In their 2015 ProMat presentation, Big Data for Your DC, TotalTrax partner, Swisslog, made interesting and critical points about the complexities of big data. The amount of information spreading around the world can be overwhelming, reaching numbers that make it hard to wrap one's mind around them. According to research firm Gartner, "approximately 3.9 billion connected things were in use in 2014 and this figure is expected to rise to 25 billion by 2020." Connected devices and people provide data, often in the form of "unstructured data coming from sources such as text, voice, and video." According to IBM 75% of data is unstructured. With your storage of traditional, historical data and this new, unstructured data, have you asked yourself who is going to handle this huge pool of information for your company?
Big data has helped many companies flourish, improving efficiency, investments, resource-management, basic decision-making, and profits. Harvard Business Review named Data Scientist the sexiest job in the 21st Century, but some people see this as hype. According to an interview in the Wall Street Journal with OK Cupid founder, Christian Rudder, “data science is something that an intelligent mathematical person who can program, who understands human nature and statistics, can do. It’s not like it takes a special genius.” Given the influx of data collection and mining, it could be critical to see which side you fall on. When thinking about big data and your company, here are some questions to ask:
Are we collecting and using the most important data?

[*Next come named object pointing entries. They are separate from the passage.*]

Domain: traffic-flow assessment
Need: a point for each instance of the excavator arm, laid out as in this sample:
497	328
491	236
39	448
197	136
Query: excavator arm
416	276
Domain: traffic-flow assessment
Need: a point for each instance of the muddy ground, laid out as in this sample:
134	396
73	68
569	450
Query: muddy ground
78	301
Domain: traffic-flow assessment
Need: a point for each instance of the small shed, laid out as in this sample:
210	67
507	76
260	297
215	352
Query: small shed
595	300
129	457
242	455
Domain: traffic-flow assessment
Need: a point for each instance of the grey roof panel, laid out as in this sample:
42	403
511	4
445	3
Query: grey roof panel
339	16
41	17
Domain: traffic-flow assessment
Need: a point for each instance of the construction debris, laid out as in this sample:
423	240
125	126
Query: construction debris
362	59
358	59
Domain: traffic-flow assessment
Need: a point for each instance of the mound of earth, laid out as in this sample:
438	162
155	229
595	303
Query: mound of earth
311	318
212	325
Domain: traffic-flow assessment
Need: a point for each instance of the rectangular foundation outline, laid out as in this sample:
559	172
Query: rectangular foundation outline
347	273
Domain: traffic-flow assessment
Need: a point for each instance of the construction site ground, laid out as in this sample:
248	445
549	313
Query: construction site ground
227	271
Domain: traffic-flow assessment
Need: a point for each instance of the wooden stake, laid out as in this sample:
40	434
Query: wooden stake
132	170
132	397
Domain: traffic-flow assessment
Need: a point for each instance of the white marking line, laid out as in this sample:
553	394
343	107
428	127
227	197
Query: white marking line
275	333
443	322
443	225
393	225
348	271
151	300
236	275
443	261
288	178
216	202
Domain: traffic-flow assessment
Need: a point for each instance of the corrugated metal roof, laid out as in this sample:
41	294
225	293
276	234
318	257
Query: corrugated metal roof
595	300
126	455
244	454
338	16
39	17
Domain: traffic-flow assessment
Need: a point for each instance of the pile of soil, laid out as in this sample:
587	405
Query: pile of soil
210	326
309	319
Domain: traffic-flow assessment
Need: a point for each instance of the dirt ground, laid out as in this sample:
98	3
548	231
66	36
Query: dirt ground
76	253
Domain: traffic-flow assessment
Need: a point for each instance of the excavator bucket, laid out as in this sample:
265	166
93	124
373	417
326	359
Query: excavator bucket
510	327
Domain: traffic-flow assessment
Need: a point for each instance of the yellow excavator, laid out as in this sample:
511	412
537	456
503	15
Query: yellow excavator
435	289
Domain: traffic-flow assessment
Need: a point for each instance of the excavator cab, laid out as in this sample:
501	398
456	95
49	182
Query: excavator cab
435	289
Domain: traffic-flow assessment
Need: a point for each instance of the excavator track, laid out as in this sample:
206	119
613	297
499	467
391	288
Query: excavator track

Are you accessing the data you need and are you using it in the most beneficial way? It’s one thing to be able to read, but can you comprehend what you’re reading? According to the company VoltDB, “the 2014 Big Data Survey reveals that most organizations cannot access, let alone utilize, the vast majority of the data they collect, and exposes a major Big Data divide: the ability to successfully capture and store huge amounts of data is not translating to improved bottom-line business benefits.” Also ask: when we have the data, do we know which actions to take to capitalize on it?
Are we ready for a data scientist?
Knowing how a data scientist will fit into your current reporting structure is important. Will your current IT infrastructure support their needs? Data scientists can be pricy because they’re in high demand. Retaining employees is important, as it can be disruptive and expensive to lose them. Be certain that you have the plan, people, benefits, and tools to support a data scientist. In a market that is searching for these highly talented people, you want to ensure that if you secure one, they aren’t tempted away by another company.

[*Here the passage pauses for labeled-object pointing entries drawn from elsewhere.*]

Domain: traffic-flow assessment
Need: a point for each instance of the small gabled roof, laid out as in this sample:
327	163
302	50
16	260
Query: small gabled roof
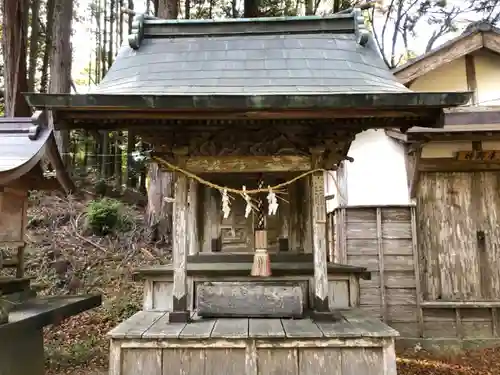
246	67
476	36
24	141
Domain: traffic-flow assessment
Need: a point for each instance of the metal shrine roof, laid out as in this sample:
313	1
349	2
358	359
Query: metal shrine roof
334	54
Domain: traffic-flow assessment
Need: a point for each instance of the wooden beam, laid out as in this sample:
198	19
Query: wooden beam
317	213
432	61
179	243
247	164
470	73
380	250
123	115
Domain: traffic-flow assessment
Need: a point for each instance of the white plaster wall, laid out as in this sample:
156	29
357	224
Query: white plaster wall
377	176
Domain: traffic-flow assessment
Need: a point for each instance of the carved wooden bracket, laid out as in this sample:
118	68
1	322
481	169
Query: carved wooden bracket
363	35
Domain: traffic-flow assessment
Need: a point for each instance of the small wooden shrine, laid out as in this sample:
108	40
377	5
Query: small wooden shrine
249	115
26	145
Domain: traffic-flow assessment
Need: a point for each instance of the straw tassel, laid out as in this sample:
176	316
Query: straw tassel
261	262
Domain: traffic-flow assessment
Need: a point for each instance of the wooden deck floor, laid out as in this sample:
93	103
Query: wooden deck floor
154	325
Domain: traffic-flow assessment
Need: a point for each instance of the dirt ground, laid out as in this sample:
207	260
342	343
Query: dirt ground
63	259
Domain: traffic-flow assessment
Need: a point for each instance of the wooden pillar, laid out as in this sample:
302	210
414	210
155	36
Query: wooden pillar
179	250
306	218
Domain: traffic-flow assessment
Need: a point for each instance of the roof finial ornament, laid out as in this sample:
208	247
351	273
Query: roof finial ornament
137	32
362	33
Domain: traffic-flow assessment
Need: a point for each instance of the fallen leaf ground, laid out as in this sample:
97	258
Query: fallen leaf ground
63	259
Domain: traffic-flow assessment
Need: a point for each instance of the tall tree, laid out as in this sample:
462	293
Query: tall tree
159	213
14	54
61	59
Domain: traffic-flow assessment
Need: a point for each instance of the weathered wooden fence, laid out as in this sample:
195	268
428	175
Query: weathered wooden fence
385	240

Do we absolutely need to hire a data scientist to compete?
To answer this question you may need to ask several more questions. Harvard Business Review named Data Scientist the sexiest job in the 21st Century. Big data is abuzz in the business world. But do you need to hire one? Are the people currently handling your data producing helpful, action-based results? Like Rudder mentioned, if you have intelligent people who are talented in math, programming, statistics, and who has solid common sense, you should ask yourself if you need to implement change. Don’t hire a very expensive data scientist if you’re already getting the work done, or if you aren’t ready to support one.
Can we get training for current employees who analyze our data?

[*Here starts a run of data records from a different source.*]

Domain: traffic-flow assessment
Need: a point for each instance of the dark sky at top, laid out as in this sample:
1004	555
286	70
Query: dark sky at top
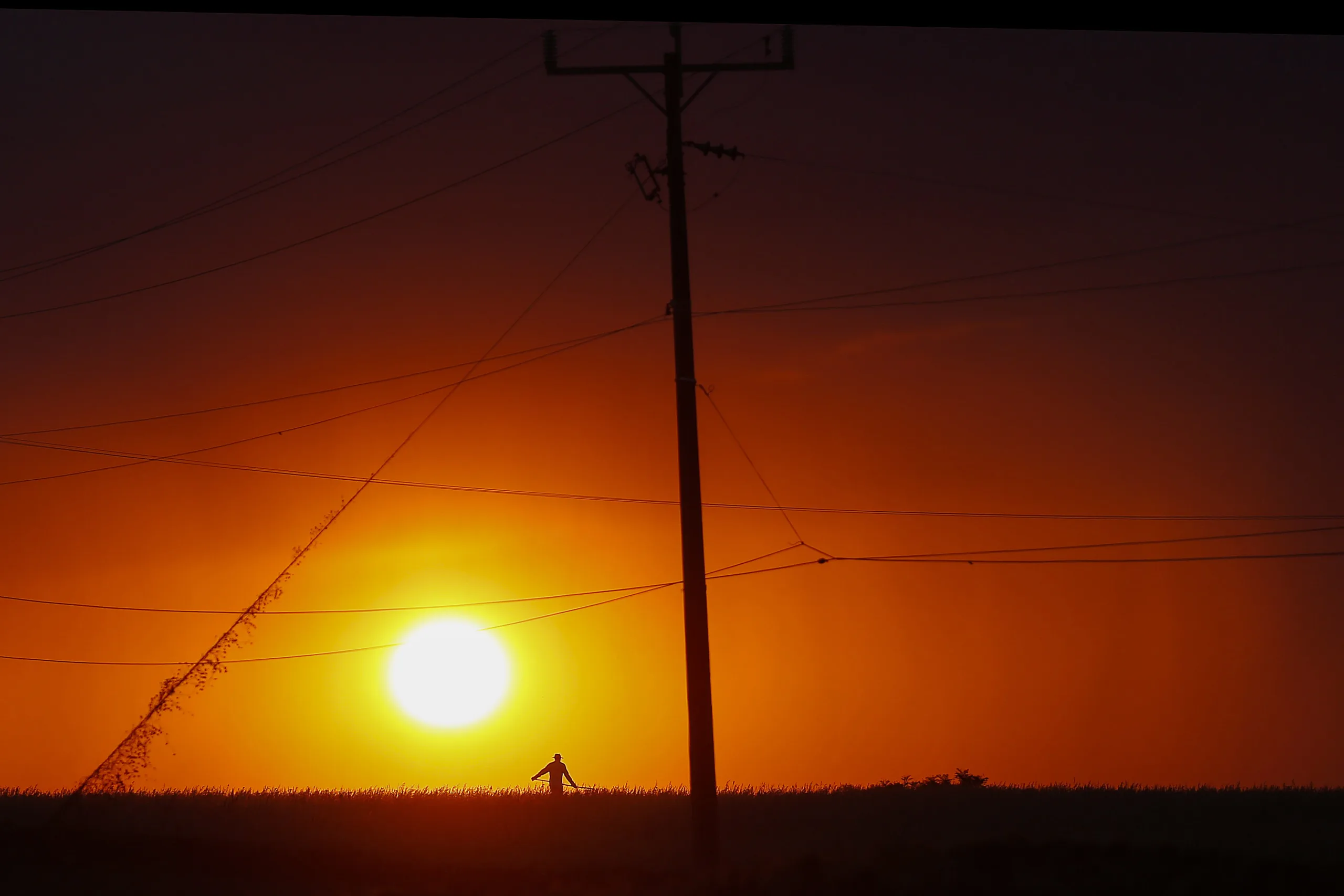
890	157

Assuming your current employees are already quite competent, yes! There are many online courses from reputable institutions, such as Johns Hopkins University, offering courses on data science. You can help bridge gaps current analysts might have, however some would argue that data scientists are specially trained and have knowledge and skills that can be hard to find, which is why there is a such a dearth of data scientists. You’ll need to do a cost-benefit analysis to see if it’s better to invest time and resources in educating a current employee, or in hiring an already seasoned data scientist.
Asking critical questions now can help set you up for a better future. A McKinsey Global Institute report estimates that by 2018, “the United States alone could face a shortage of 140,000 to 190,000 people with deep analytical skills as well as 1.5 million managers and analysts with the know-how to use the analysis of big data to make effective decisions.” Let your competitors be part of the shortage, not you.